L’origine del suo nome è incerta, c’è chi sostiene che sia ispirato all’antica città di Elea (Eleanico), sulla costa tirrenica della Lucania, e chi lo considera una semplice storpiatura della parola Ellenico. Gli antichi romani lo ribattezzarono poi “Vitis Ellenica” e lo sfruttarono per produrre il vino Falerno. Si narra che Annibale, dopo aver sconfitto i romani nel 212 a.C, avrebbe mandato i suoi soldati nel Vulture a curarsi con i vini della zona.
Una delle testimonianze storico-letterarie sulla storia di questo vitigno sono state lasciate da Orazio, poeta latino originario di Venosa che esaltò le bellezze della sua terra e il vino in questione.
Durante il dominio svevo, Federico II promosse la coltivazione del vitigno. Nel 1280 Carlo I d’Angiò, in vista di un soggiorno estivo a Castel Lagopesole con la corte angioina, ordinò al giustiziere di Basilicata la fornitura di 400 salme (pari a 185 litri) di vino autoctono, da lui chiamato “vino rubeo Melfie”. Inoltre, il sovrano angioino emanò disposizioni per la tutela dei vigneti regi e condannò il secreto Costantino Caciole di Trani per essersi disinteressato ai vigneti di Aglianico del Vulture di Melfi.
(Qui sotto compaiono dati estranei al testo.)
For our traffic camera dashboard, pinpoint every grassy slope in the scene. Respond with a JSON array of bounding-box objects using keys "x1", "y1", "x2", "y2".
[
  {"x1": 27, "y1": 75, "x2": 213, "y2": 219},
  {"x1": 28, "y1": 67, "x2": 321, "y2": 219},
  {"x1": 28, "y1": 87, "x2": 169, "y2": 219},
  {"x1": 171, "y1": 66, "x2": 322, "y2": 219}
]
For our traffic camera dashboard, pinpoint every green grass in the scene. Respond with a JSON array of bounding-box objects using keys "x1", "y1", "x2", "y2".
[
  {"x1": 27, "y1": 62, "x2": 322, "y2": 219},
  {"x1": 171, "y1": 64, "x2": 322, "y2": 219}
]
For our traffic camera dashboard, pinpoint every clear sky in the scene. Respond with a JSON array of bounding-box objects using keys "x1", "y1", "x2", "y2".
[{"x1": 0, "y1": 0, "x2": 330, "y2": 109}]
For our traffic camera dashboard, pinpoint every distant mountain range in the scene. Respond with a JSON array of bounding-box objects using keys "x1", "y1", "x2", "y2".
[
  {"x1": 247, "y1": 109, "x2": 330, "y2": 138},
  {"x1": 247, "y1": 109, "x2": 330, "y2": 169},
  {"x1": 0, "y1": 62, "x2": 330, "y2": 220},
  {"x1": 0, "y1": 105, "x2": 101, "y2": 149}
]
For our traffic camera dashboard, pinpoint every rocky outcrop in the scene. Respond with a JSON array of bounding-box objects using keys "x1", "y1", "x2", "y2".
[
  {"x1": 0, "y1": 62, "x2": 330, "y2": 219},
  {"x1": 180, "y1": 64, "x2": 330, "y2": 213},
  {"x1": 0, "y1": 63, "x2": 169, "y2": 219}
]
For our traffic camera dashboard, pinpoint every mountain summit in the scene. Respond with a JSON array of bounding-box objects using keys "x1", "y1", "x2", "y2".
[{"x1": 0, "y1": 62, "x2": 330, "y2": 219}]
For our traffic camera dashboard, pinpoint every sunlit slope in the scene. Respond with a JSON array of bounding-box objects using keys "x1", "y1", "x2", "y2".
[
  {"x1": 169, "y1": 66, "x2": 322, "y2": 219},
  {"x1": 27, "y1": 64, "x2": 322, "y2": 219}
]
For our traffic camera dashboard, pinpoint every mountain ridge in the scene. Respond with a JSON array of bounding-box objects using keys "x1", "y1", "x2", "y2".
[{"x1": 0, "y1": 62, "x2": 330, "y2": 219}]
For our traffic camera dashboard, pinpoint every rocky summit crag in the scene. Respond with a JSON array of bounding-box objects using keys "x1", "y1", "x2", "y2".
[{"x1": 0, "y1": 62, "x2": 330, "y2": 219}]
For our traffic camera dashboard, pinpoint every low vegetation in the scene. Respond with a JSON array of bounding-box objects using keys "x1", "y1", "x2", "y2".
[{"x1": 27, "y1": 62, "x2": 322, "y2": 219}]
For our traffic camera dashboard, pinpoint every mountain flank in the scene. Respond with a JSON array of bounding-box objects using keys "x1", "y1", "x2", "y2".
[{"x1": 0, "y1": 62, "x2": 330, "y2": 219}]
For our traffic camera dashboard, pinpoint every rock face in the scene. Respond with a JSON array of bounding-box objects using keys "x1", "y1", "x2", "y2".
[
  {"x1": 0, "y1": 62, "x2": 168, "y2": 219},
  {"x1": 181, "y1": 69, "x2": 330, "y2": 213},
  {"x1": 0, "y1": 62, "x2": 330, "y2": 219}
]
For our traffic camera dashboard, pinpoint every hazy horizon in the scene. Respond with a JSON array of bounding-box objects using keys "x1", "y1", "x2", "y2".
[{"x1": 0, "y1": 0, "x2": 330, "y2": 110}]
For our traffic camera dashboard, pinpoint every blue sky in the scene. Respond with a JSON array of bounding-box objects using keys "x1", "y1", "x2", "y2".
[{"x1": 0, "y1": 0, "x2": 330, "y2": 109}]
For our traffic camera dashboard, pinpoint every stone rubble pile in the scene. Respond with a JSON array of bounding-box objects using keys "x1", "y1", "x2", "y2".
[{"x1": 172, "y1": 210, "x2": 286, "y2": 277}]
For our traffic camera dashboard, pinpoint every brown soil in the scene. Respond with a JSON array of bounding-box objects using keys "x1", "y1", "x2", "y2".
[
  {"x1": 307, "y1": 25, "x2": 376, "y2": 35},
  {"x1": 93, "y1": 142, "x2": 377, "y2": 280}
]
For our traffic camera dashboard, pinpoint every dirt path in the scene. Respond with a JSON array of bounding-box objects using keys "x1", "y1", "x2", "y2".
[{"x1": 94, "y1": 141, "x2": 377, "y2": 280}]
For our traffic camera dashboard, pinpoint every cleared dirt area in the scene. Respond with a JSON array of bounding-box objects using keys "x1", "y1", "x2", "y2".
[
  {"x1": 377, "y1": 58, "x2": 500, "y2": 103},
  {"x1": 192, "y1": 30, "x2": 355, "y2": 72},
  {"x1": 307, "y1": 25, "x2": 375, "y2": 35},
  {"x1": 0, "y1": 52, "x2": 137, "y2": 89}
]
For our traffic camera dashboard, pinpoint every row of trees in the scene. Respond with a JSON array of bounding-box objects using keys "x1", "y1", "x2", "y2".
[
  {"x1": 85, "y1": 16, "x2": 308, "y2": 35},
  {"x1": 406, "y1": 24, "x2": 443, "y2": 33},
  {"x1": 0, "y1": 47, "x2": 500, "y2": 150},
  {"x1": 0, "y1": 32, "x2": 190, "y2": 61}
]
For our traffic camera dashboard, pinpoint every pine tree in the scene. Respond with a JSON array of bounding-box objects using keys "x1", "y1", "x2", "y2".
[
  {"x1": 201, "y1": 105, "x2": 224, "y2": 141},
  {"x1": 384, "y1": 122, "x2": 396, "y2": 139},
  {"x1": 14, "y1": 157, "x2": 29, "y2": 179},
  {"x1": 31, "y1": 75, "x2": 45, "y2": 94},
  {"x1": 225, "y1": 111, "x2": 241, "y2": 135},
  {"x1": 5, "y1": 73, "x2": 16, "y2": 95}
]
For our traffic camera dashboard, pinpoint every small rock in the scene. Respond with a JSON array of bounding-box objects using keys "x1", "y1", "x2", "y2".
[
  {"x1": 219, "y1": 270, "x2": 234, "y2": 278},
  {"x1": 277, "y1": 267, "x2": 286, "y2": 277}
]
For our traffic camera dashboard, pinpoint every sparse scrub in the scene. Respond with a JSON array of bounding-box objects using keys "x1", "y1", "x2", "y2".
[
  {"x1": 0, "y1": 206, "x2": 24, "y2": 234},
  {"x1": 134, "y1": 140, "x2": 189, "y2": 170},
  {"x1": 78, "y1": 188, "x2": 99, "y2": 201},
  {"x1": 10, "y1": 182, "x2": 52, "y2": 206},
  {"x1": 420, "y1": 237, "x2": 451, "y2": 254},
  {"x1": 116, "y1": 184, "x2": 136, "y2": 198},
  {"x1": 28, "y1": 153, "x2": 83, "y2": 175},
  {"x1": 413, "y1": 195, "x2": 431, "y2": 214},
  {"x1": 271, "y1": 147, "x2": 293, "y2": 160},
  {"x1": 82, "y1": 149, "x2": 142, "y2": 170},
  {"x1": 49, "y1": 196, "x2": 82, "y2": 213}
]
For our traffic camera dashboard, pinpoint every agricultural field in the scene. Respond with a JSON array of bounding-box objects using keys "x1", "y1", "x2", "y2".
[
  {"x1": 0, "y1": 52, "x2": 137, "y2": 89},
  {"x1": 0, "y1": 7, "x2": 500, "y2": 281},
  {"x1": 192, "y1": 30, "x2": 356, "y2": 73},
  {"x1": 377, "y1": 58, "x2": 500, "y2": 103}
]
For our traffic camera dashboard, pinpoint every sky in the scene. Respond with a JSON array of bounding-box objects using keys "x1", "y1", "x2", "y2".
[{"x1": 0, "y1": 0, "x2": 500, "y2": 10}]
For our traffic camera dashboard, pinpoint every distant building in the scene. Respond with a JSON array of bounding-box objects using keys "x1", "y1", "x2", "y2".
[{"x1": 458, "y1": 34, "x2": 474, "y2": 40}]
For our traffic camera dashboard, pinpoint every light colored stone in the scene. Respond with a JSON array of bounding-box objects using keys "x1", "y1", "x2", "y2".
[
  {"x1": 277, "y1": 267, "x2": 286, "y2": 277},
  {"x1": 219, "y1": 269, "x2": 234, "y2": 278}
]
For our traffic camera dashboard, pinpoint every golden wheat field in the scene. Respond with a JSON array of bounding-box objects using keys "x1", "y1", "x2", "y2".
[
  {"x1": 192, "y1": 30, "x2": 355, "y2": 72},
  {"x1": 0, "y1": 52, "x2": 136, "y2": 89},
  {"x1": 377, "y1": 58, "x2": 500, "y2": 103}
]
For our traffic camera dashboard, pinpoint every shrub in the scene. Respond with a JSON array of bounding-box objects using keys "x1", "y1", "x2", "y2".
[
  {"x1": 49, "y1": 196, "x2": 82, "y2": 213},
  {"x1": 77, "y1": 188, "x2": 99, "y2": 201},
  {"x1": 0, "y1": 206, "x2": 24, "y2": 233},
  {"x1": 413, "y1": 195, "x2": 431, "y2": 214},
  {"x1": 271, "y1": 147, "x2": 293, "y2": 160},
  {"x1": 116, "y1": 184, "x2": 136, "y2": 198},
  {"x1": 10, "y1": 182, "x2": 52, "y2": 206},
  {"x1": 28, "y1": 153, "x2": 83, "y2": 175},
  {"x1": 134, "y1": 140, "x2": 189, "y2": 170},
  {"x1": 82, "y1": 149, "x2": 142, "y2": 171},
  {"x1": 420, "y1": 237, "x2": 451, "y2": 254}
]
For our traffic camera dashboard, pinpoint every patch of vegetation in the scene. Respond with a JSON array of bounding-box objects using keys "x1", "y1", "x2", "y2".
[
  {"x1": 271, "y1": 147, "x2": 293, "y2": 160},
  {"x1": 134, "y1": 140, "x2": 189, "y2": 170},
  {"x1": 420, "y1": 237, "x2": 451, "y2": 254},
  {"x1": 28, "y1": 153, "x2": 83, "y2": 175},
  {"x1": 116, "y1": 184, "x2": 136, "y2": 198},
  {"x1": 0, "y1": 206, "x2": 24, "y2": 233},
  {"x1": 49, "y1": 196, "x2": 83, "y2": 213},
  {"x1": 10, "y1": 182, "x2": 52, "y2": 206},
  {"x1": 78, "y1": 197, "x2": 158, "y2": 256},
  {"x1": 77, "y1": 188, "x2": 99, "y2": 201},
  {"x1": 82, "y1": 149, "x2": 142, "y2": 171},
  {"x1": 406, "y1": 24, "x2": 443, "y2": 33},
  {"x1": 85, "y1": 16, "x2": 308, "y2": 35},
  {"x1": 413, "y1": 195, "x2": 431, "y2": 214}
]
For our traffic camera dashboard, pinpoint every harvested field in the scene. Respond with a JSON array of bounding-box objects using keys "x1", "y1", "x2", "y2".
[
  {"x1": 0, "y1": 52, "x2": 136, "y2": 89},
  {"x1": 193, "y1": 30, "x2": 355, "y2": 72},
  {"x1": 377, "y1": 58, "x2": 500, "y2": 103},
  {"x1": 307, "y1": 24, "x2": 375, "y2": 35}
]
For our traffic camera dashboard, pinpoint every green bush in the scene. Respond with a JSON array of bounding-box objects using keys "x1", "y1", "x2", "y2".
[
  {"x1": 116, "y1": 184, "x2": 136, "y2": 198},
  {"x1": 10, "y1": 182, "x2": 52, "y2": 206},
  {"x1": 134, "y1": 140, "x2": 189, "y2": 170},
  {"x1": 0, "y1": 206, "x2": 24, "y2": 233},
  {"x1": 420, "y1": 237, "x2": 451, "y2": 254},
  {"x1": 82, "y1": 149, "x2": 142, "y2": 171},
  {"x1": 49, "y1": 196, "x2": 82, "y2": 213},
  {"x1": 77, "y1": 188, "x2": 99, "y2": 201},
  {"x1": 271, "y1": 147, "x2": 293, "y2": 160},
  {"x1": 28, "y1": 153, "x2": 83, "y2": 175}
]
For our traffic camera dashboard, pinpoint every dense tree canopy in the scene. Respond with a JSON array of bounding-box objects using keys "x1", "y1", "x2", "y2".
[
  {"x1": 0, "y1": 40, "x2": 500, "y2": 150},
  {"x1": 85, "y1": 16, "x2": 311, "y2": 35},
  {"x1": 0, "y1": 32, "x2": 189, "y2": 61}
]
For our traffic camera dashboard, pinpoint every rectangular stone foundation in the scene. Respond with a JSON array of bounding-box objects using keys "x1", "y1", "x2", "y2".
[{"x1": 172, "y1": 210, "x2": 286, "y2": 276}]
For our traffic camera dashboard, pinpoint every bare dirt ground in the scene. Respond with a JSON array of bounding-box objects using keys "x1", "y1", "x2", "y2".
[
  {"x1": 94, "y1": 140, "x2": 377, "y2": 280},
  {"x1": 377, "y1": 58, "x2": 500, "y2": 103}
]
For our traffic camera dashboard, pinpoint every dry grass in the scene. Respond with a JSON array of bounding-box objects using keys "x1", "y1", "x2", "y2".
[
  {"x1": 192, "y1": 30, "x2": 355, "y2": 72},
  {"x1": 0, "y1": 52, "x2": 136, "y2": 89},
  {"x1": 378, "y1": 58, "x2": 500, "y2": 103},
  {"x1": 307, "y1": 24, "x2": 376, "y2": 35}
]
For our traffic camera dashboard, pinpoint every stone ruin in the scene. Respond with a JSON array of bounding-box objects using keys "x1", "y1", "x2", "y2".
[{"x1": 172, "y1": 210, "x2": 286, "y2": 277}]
I vini del Melfese, graditi ai regnanti svevi e angioini, furono anche richiesti ed apprezzati dai mercanti fiorentini dell’epoca.
Successivamente si ebbe un notevole incremento della viticultura, legato anche ai nuovi impieghi del vino, come nella celebrazione della messa e nella medicina, fino al punto di modificare profondamente il paesaggio delle campagne. Nel XV secolo i vigneti occupavano interamente le pendici del Monte Vulture tra Melfi, Rapolla e Barile. Le fonti di quel periodo citano il “vino rosso di Melfi” (che secondo Michele Carlucci doveva essere Aglianico). Le cantine erano spesso ricavate nelle grotte (a Melfi, un inventario del 1589 ne registrava 110). Ancora oggi le cantine di molte importanti case vinicole, sono sistemate nelle vecchie grotte.
Il nome originario (che sia stato Elleanico o Ellenico) fu cambiato nell’attuale Aglianico durante la dominazione aragonese nel corso del XV secolo, a causa della doppia ‘l’ pronunciata ‘gl’ nell’uso fonetico spagnolo.
Nell’Ottocento, l’Aglianico del Vulture era molto richiesto dai cantinieri napoletani per correggere e arricchire i vini della provincia di Napoli. All’Esposizione Internazionale di Milano del 1906 partecipano anche dieci campioni di vino del Vulture. Pierre Viala e Victor Vermorel, i curatori di Ampélographie. Traité général de viticulture, dedicano uno spazio all’Aglianico nel famoso trattato di ampelografia parigino, a cui avevano collaborato una équipe internazionale di 70 ampelografi.
Nell’agosto 2010 la tipologia “Superiore” è divenuta DOCG.
Il 24 marzo 2012, Poste Italiane ha emesso francobolli raffiguranti i vini di 15 Regioni d’Italia, tra questi uno è dedicato all’Aglianico del Vulture.